NIRT: Graphene Sheets For Use In Nacre-Mimic Layered And Tabular Composites

# 0609049
Ilhan Aksay (Principal Investigator)
Robert Prud'homme (Co-Principal Investigator)
Douglas Adamson (Co-Principal Investigator)
Roberto Car (Co-Principal Investigator)

This proposal was received in response to Nanoscale Science and Engineering Initiative, NSF 05-610, category NIRT. The objective of this research is to develop and use functionalized graphene sheets (FGS) for the design and processing of nacre-mimic layered and tabular composites. The approach to produce FGS will be through the intercalation and exfoliation of graphite. It is anticipated that such a material will perform equal to or better than carbon nanotubes (CNTs) in the design and processing of high-strength, high-toughness, and low-density nanocomposites (NCs). The proposed work aims to understand the mechanisms leading to this expansion and to produce exfoliated graphite with surface areas close to the theoretical limit. FGS will be used to fabricate polymer matrix NCs with structures similar to the layered and tabular structures observed in biologically produced nanocomposites such as the nacre of seashells.

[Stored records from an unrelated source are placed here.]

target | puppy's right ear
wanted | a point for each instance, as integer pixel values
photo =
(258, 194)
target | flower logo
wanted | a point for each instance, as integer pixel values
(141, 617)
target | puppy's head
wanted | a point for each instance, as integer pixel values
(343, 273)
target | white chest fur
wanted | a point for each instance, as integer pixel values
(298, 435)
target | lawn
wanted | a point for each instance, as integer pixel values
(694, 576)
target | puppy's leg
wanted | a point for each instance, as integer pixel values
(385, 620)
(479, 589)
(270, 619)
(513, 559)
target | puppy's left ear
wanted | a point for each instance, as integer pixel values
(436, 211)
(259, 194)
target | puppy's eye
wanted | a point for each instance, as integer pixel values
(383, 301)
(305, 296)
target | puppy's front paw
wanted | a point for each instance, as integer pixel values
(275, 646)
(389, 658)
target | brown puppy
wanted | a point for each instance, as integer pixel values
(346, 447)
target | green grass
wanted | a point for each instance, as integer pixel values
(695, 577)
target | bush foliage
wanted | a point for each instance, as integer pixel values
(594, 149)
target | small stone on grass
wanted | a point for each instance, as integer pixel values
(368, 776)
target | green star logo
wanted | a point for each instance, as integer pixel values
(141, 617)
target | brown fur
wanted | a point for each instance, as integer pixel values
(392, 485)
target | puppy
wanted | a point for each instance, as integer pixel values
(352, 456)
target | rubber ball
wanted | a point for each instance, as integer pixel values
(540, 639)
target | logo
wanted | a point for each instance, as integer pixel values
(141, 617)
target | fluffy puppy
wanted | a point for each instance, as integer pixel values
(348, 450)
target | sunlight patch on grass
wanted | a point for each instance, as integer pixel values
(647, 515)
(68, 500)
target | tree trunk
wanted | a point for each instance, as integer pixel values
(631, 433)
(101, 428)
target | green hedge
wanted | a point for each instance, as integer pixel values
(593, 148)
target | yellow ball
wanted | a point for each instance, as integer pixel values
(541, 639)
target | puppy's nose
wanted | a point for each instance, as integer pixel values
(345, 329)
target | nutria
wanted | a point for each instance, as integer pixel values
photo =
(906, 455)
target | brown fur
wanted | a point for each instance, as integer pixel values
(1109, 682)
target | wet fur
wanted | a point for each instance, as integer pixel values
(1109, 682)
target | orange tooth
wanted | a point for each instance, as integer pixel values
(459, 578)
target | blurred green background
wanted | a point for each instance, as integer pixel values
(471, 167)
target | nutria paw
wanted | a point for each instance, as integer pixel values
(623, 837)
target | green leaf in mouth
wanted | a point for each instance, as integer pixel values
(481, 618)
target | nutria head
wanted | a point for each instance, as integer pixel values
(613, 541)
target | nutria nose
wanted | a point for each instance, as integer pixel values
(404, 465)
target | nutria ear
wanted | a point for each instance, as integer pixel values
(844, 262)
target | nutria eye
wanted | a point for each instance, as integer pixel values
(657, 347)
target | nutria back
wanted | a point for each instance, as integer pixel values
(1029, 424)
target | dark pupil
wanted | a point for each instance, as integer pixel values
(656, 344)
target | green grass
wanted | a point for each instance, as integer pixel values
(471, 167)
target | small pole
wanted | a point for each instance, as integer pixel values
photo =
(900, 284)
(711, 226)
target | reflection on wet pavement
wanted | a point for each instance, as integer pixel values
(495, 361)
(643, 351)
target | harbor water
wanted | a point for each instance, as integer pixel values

Functionalized graphene sheets combine the substantial advantages of availability at low cost with exceptional properties only matched by carbon nanotubes. Graphite (highly layered sheets of graphene) is a commodity chemical costing only ~$0.004/gm. By splitting graphite into its individual (graphene) sheets, the remarkable properties of these molecular layers will be exploited in nanocomposite applications which should result in tremendous advances in composites affecting a wide range of industries. Educational and outreach aspects of this proposal include integration with and support of outreach programs. The sum of $5,000 per year ($20,000 total over four years) has been included in the proposed budget for direct support of existing outreach activities. Outreach programs will be coordinated with existing programs (NSF MRSEC and NASA URETI) at the Liberty Science Center (LSC), New Jersey's premiere science center. The connection with LSC links the proposed program with the 30 New Jersey Abbott school districts, historically underfinanced and low-achieving districts, with majority populations of groups underrepresented in Science, Technology, Engineering and Mathematics (STEM).